31 Luglio 2025

Giulia Nannini

Luglio da Record: Come Il Caldo Estremo Minaccia la biodiversità del mediterraneo.

Giugno 2025 ha registrato temperature eccezionalmente elevate in tutta Italia e nel bacino del Mediterraneo, con effetti sempre più evidenti sugli ecosistemi marini. Le ondate di calore, sempre più precoci e prolungate, stanno alterando profondamente la biodiversità del nostro mare, uno dei più ricchi di specie al mondo ma anche uno dei più vulnerabili ai cambiamenti climatici. Secondo i dati del servizio europeo Copernicus, le acque superficiali del Mediterraneo hanno raggiunto nella seconda metà di giugno valori medi superiori ai 27 °C, ovvero +3,7 °C rispetto alla media, con picchi locali superiori ai 30 °C, in particolare lungo le coste italiane e nelle aree più chiuse come l’Adriatico.

Questo riscaldamento anomalo non è un episodio isolato: da anni gli scienziati osservano un trend crescente della temperatura del Mar Mediterraneo, più rapido rispetto a quello degli oceani, a causa delle sue ridotte dimensioni e della forte chiusura geografica.Le conseguenze di questo fenomeno sulla biodiversità marina sono gravi e diffuse. Una delle più visibili è la mortalità di massa degli organismi bentonici, cioè quegli organismi fissati al fondale marino, come gorgonie, spugne, madrepore e coralli non tropicali. Questi organismi non sono in grado di adattarsi rapidamente ai cambiamenti di temperatura, soprattutto quando il caldo si protrae per settimane. Il risultato è la perdita di habitat chiave per centinaia di specie, con un impatto diretto sulla complessità e funzionalità degli ecosistemi marini (Garrabou et al., 2009).
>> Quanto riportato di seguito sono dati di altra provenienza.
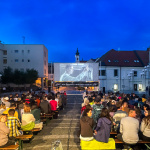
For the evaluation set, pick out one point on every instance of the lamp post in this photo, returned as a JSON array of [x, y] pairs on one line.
[[0, 83], [143, 75]]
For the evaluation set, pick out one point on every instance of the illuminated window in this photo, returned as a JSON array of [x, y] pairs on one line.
[[16, 51], [135, 73], [115, 72], [140, 87], [16, 60], [115, 86], [4, 61], [5, 52]]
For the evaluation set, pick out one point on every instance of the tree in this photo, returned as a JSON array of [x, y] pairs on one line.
[[7, 76]]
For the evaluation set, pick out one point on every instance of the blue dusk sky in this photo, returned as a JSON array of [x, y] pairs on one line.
[[94, 27]]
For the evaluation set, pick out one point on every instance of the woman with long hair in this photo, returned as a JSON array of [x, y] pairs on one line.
[[145, 126], [103, 128], [4, 131], [86, 125]]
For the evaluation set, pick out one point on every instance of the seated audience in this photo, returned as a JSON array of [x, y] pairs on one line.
[[125, 107], [36, 113], [2, 108], [12, 106], [28, 120], [129, 128], [4, 131], [103, 128], [45, 106], [13, 124], [145, 127], [86, 125], [97, 107], [118, 115]]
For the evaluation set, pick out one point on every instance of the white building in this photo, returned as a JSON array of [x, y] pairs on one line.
[[25, 56], [123, 71]]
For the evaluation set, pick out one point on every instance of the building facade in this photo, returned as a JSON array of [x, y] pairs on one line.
[[124, 71], [25, 56]]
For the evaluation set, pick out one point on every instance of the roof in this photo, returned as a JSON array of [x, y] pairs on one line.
[[135, 58]]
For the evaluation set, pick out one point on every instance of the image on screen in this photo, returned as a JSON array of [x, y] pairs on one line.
[[75, 72]]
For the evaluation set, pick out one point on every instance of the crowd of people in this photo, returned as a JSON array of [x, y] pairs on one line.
[[126, 114], [22, 113]]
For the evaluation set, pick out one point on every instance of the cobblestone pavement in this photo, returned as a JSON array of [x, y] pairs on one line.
[[64, 128]]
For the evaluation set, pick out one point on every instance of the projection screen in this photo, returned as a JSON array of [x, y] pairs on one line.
[[76, 72]]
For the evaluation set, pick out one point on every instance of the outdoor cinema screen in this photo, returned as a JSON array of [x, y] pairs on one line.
[[76, 72]]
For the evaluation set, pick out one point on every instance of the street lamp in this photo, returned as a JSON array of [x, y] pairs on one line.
[[0, 82]]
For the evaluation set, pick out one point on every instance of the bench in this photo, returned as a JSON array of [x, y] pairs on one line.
[[20, 138], [12, 147]]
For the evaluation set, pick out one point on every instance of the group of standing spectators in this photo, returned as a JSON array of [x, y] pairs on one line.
[[126, 114], [22, 113]]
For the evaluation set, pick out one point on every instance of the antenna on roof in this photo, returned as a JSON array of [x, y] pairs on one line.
[[23, 37]]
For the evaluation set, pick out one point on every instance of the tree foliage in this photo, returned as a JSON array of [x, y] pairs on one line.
[[19, 77]]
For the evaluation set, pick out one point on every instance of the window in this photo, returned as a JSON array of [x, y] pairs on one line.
[[126, 60], [116, 61], [45, 54], [140, 87], [16, 51], [135, 87], [4, 61], [103, 72], [5, 52], [135, 73], [115, 72], [16, 60], [115, 86], [22, 69]]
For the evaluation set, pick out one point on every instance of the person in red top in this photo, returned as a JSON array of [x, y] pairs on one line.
[[38, 101], [53, 104], [65, 93]]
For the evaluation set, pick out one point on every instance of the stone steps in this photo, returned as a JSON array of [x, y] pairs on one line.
[[64, 128]]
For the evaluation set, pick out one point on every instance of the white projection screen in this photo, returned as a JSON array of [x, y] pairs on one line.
[[75, 72]]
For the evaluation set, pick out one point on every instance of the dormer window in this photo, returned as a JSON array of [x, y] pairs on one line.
[[116, 61], [126, 60]]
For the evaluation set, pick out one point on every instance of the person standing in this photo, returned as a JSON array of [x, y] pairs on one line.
[[129, 128]]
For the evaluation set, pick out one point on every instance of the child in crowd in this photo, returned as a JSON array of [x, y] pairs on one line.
[[2, 108], [4, 131], [28, 120], [12, 106], [13, 124]]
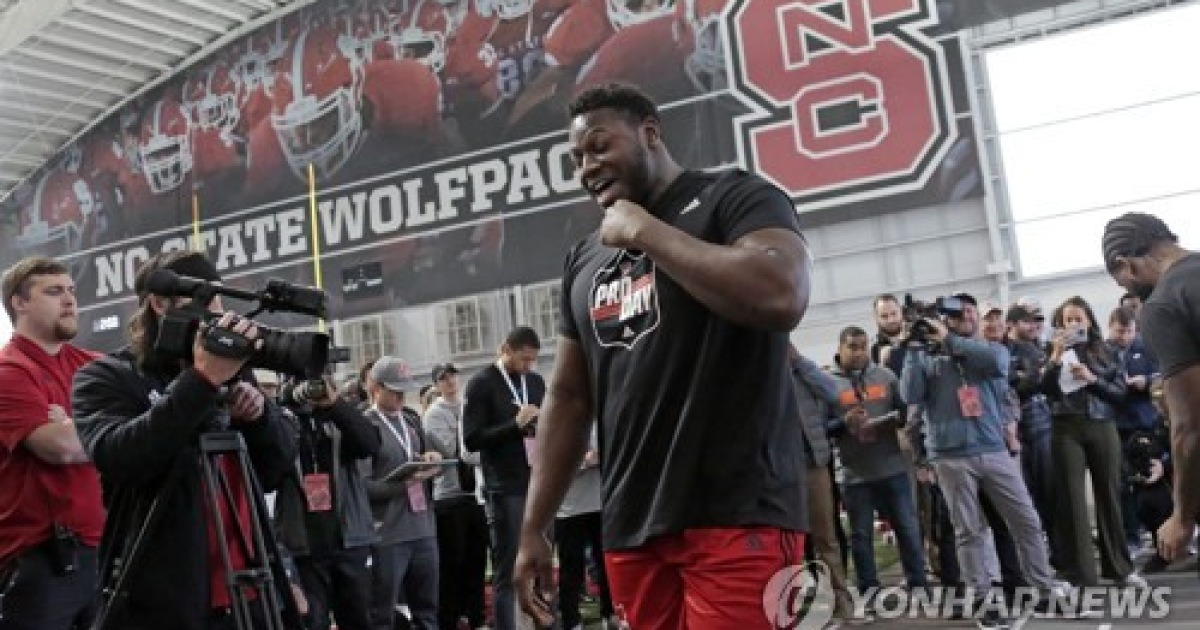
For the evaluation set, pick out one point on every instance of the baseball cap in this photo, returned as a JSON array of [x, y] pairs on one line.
[[1020, 313], [442, 370], [394, 373]]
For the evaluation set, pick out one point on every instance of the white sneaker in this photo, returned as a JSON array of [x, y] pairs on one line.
[[1133, 581]]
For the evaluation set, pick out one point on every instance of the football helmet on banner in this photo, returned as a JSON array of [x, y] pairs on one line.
[[165, 147], [705, 66], [421, 35], [53, 223], [504, 9], [213, 100], [318, 102]]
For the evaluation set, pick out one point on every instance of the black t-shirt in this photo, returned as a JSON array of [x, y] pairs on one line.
[[699, 420], [1170, 318]]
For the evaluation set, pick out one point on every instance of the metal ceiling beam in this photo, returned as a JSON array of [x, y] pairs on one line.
[[42, 115], [99, 69], [187, 21], [262, 5], [28, 71], [105, 52], [22, 138], [33, 162], [29, 129], [162, 47], [211, 7], [65, 97], [141, 24]]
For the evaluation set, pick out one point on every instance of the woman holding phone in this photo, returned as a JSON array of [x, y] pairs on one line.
[[1084, 383]]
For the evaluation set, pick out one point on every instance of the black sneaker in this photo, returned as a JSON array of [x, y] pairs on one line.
[[1156, 564], [991, 621]]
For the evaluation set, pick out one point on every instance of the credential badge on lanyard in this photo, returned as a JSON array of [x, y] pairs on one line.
[[519, 399]]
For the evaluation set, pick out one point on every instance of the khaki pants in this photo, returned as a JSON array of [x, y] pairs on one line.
[[822, 532]]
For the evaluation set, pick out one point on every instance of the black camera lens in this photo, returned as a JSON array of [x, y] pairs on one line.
[[292, 353]]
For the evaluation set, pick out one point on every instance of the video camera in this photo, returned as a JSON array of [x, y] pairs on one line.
[[1140, 450], [917, 315], [299, 394], [300, 354]]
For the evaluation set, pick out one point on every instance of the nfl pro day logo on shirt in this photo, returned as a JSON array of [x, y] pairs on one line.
[[624, 300]]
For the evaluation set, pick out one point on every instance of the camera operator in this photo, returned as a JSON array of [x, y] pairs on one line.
[[1149, 469], [322, 511], [52, 516], [1033, 427], [1138, 413], [964, 390], [141, 414]]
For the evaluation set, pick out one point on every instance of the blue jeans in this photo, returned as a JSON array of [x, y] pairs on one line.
[[892, 498]]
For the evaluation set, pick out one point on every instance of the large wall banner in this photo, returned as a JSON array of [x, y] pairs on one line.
[[432, 133]]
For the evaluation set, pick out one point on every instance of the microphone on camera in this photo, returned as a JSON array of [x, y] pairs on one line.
[[169, 285]]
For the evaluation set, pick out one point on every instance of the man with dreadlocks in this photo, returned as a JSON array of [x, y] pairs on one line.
[[1144, 256]]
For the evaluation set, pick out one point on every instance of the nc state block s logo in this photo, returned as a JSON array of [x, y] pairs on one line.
[[852, 99]]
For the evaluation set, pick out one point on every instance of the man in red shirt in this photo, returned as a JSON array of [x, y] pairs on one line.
[[51, 514]]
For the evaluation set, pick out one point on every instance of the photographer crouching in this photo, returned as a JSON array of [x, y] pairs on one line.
[[141, 414], [963, 384], [322, 510]]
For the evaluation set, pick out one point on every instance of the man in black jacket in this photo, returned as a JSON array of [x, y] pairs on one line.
[[1033, 425], [322, 511], [139, 415], [503, 401]]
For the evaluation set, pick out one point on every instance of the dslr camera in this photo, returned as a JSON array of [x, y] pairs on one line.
[[299, 394], [1140, 450], [918, 313], [299, 354]]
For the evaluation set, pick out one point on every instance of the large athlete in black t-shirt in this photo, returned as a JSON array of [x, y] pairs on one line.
[[675, 323], [1144, 256]]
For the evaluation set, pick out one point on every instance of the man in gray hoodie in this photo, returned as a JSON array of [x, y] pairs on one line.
[[462, 526], [876, 469], [963, 388], [406, 558]]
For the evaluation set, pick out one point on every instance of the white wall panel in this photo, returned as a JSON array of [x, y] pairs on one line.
[[928, 251]]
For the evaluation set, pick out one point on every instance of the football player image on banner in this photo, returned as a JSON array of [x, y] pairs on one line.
[[433, 133]]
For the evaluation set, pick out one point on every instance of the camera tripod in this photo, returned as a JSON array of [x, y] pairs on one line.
[[253, 589]]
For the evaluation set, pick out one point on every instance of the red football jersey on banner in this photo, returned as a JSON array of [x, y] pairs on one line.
[[406, 97], [577, 34], [496, 55], [649, 54]]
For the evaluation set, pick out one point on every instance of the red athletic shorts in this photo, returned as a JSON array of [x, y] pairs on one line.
[[709, 579]]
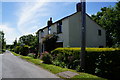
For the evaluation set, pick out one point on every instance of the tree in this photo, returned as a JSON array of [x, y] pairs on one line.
[[50, 42], [109, 19]]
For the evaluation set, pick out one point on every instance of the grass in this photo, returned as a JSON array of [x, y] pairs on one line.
[[56, 69], [90, 49]]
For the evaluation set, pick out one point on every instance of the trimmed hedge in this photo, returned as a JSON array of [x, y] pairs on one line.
[[103, 62]]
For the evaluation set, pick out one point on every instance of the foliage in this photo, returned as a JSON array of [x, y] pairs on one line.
[[31, 55], [100, 61], [56, 69], [109, 19], [46, 57], [2, 41], [26, 44], [50, 42]]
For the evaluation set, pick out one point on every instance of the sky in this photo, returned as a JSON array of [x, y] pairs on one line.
[[22, 18]]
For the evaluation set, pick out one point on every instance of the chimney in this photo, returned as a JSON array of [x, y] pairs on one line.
[[78, 7], [49, 23]]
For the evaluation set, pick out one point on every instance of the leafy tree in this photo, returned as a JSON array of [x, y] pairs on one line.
[[109, 19], [50, 42], [2, 40]]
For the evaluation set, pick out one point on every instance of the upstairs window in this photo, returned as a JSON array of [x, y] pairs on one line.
[[49, 30], [59, 27], [99, 32], [42, 33]]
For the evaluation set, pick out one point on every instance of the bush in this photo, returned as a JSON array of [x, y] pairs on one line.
[[104, 62], [31, 55], [46, 57]]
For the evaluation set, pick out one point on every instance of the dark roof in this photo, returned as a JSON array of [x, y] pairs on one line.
[[59, 20], [68, 17]]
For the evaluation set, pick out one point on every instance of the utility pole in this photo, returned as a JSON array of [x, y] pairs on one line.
[[83, 42]]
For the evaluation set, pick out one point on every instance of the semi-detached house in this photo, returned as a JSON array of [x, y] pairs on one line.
[[68, 30]]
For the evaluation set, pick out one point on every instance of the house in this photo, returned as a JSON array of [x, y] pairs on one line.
[[68, 30]]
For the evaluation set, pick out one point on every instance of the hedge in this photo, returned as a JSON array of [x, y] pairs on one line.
[[103, 62]]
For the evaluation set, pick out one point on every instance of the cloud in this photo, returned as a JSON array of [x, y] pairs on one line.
[[10, 33], [29, 16]]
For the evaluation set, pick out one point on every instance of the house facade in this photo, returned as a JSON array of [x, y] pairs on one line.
[[68, 30]]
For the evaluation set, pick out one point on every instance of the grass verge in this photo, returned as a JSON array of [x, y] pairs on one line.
[[56, 69]]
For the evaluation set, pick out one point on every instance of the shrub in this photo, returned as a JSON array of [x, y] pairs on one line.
[[31, 55], [46, 57], [104, 62], [50, 40]]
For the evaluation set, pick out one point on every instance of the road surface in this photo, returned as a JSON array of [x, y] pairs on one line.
[[14, 67]]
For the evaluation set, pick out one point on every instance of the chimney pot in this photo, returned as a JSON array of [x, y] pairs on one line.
[[78, 7]]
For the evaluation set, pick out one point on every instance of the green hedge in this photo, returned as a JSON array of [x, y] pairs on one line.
[[104, 62]]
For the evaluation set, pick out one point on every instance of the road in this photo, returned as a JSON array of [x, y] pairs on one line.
[[14, 67]]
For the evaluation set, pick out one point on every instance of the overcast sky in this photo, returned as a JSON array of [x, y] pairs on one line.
[[22, 18]]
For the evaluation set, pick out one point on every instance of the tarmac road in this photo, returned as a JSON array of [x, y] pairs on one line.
[[14, 67]]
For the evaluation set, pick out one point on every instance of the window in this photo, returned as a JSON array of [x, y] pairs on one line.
[[101, 46], [59, 27], [42, 33], [49, 30], [99, 32]]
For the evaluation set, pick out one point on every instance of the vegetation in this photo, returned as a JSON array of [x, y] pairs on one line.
[[2, 42], [50, 40], [56, 69], [109, 19], [46, 57], [102, 62], [26, 45]]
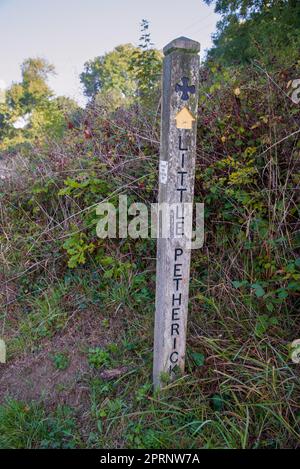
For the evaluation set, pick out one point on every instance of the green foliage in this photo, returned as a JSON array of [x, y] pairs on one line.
[[32, 100], [98, 357], [111, 73], [28, 426], [264, 322], [256, 30], [61, 361], [78, 248], [146, 64]]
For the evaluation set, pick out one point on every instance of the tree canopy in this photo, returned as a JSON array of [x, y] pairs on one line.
[[268, 31]]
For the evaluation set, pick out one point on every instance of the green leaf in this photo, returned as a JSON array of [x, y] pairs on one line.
[[239, 283], [198, 358], [297, 262], [217, 402], [258, 290]]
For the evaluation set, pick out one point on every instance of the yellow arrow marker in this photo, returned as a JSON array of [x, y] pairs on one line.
[[184, 119], [2, 351]]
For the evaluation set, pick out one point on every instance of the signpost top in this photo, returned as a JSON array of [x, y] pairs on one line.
[[182, 44]]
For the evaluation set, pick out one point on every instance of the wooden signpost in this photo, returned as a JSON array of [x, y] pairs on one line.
[[176, 189]]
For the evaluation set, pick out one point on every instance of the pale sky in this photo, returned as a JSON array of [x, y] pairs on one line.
[[70, 32]]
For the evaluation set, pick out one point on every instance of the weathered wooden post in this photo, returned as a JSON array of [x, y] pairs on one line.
[[176, 188]]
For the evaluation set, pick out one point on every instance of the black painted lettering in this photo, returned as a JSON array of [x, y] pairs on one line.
[[174, 328], [178, 299], [174, 357], [175, 314]]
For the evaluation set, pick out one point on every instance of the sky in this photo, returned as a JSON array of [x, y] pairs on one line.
[[69, 32]]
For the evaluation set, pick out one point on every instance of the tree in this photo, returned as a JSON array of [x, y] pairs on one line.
[[32, 102], [268, 31], [146, 64], [22, 97]]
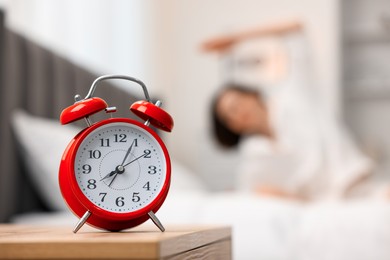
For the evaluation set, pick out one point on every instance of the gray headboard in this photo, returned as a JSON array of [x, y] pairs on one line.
[[42, 83]]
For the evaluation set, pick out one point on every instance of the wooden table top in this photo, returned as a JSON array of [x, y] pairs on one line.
[[143, 242]]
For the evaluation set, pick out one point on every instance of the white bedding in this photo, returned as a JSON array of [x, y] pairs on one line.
[[263, 228], [274, 229]]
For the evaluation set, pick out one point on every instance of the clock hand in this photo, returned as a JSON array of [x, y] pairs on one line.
[[128, 152], [119, 169], [113, 179], [108, 175], [145, 154]]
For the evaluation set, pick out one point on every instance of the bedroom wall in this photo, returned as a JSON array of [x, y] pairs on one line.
[[159, 42], [192, 76]]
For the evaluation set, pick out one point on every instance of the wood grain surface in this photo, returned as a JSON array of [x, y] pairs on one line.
[[144, 242]]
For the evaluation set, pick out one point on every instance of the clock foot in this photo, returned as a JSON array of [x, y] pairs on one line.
[[82, 221], [156, 221]]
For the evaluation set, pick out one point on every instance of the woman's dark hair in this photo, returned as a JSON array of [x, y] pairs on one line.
[[224, 135]]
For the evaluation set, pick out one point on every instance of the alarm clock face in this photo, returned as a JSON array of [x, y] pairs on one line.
[[120, 167]]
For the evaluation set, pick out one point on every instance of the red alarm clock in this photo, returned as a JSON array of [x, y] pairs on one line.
[[115, 174]]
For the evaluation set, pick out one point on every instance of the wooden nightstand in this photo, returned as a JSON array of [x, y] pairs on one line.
[[144, 242]]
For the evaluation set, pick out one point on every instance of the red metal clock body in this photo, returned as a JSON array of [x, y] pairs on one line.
[[116, 173]]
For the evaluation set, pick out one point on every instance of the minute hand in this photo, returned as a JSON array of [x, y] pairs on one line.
[[135, 159]]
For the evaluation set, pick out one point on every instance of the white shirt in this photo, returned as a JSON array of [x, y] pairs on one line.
[[312, 151]]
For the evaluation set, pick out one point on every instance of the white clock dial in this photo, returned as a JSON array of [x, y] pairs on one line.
[[120, 167]]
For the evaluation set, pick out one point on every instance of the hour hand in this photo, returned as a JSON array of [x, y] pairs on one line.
[[108, 175]]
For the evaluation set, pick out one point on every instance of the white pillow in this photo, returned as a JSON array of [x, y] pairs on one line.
[[43, 142]]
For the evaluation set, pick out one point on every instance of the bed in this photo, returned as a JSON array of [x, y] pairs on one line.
[[36, 84]]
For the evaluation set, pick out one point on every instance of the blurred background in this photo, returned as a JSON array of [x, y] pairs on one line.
[[162, 43], [185, 50]]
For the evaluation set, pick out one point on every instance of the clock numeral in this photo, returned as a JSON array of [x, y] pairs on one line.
[[147, 186], [86, 168], [94, 154], [147, 154], [104, 142], [121, 138], [91, 184], [120, 201], [103, 194], [152, 169], [136, 198]]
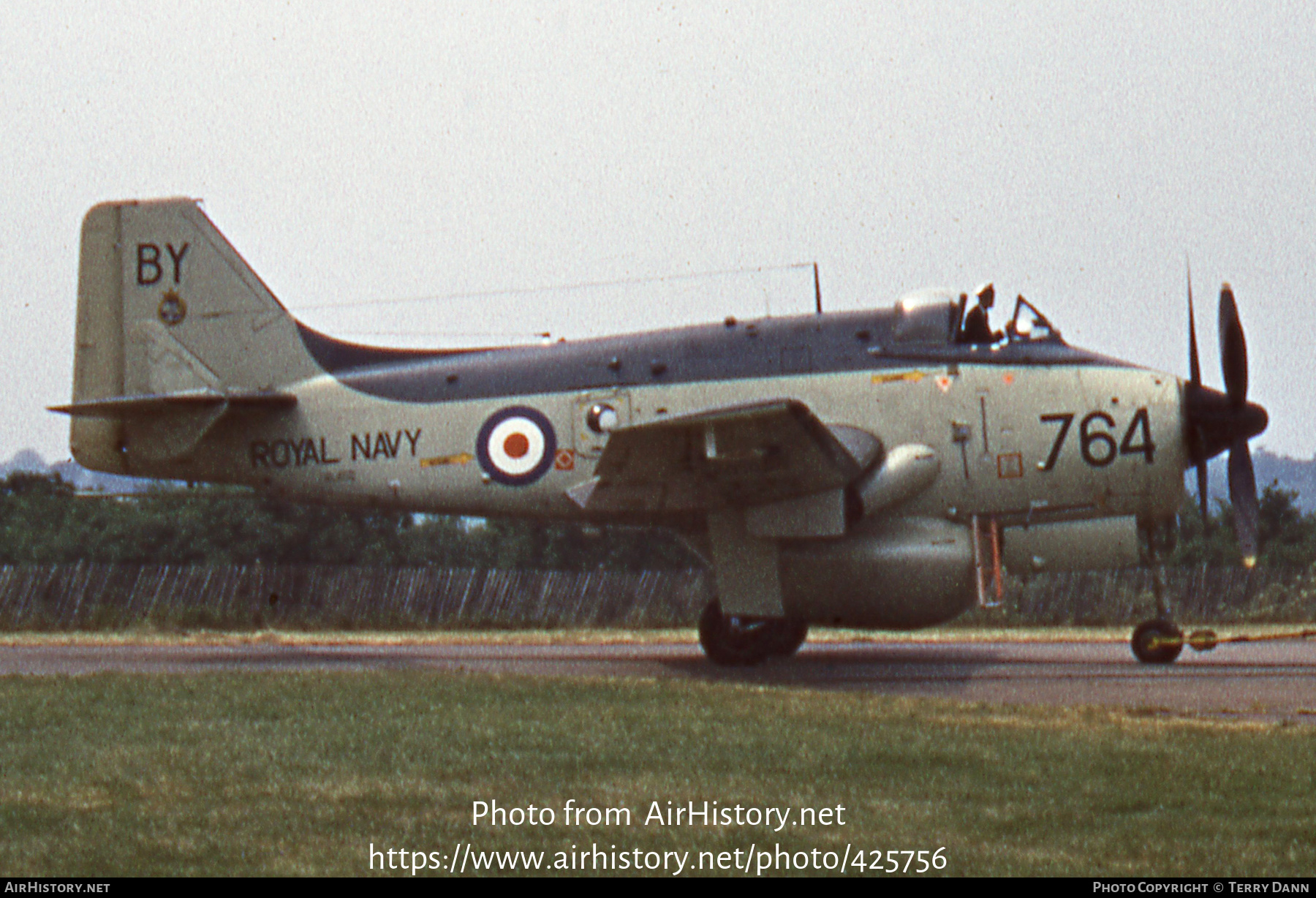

Un altro effetto preoccupante è la scomparsa e la migrazione delle specie native verso acque più profonde o settentrionali, dove le temperature rimangono più tollerabili. Ciò comporta uno spopolamento delle coste meridionali e un indebolimento delle reti trofiche locali, rendendo gli ecosistemi più fragili e meno resilienti (WWF, 2021). A questo si aggiunge l’invasione di specie aliene termofile, provenienti dal Mar Rosso e favorite dal riscaldamento globale, come i pesci coniglio (Siganus), che stanno colonizzando vaste aree del Mediterraneo e distruggendo le praterie di Posidonia oceanica (Tiralongo et al., 2022).

Queste praterie, endemiche del Mediterraneo, sono tra gli ecosistemi più importanti del nostro mare: producono ossigeno, offrono rifugio e nutrimento a molte specie, stabilizzano il fondale e proteggono la costa dall’erosione (Darmaraki et al., 2022).

Il loro declino, dovuto sia al riscaldamento che all’inquinamento e alla pressione antropica, ha effetti a cascata su tutta la biodiversità marina e sulla salute del mare. Le fioriture algali anomale, stimolate dalle alte temperature e dall’eccesso di nutrienti, alterano anch’esse gli equilibri ecologici. Alcune di queste fioriture sono tossiche e portano a fenomeni di anossia (carenza di ossigeno), causando morie di pesci e invertebrati e gravi danni alla pesca e al turismo costiero (Hilbert et al., 2021).

La crisi climatica è dunque sempre più evidente nelle acque del Mediterraneo. Proteggere oggi la biodiversità marina significa difendere la vita, la sicurezza alimentare, l’economia e la stessa identità delle popolazioni mediterranee. In Italia, sono state istituite diverse Aree Marine Protette (AMP) per preservare gli ecosistemi (National Geographic, 2019), ma l’applicazione e la gestione rimangono spesso insufficienti, a causa di finanziamenti limitati e controlli deboli.

Inoltre, la pesca illegale, l’inquinamento e gli effetti dei cambiamenti climatici continuano a minacciare habitat marini delicati. Per proteggere davvero i nostri mari, sono necessari sistemi di monitoraggio costanti e trasparenti, una più rigorosa applicazione delle leggi sulla protezione marina e politiche volte a ridurre le emissioni e l’inquinamento di origine terrestre. L’Italia deve anche investire nella pesca sostenibile, sostenere la ricerca scientifica e promuovere la cooperazione transfrontaliera con gli altri Paesi mediterranei. Solo attraverso una governance integrata e lungimirante potremo garantire la resilienza degli ecosistemi marini e il benessere delle generazioni future.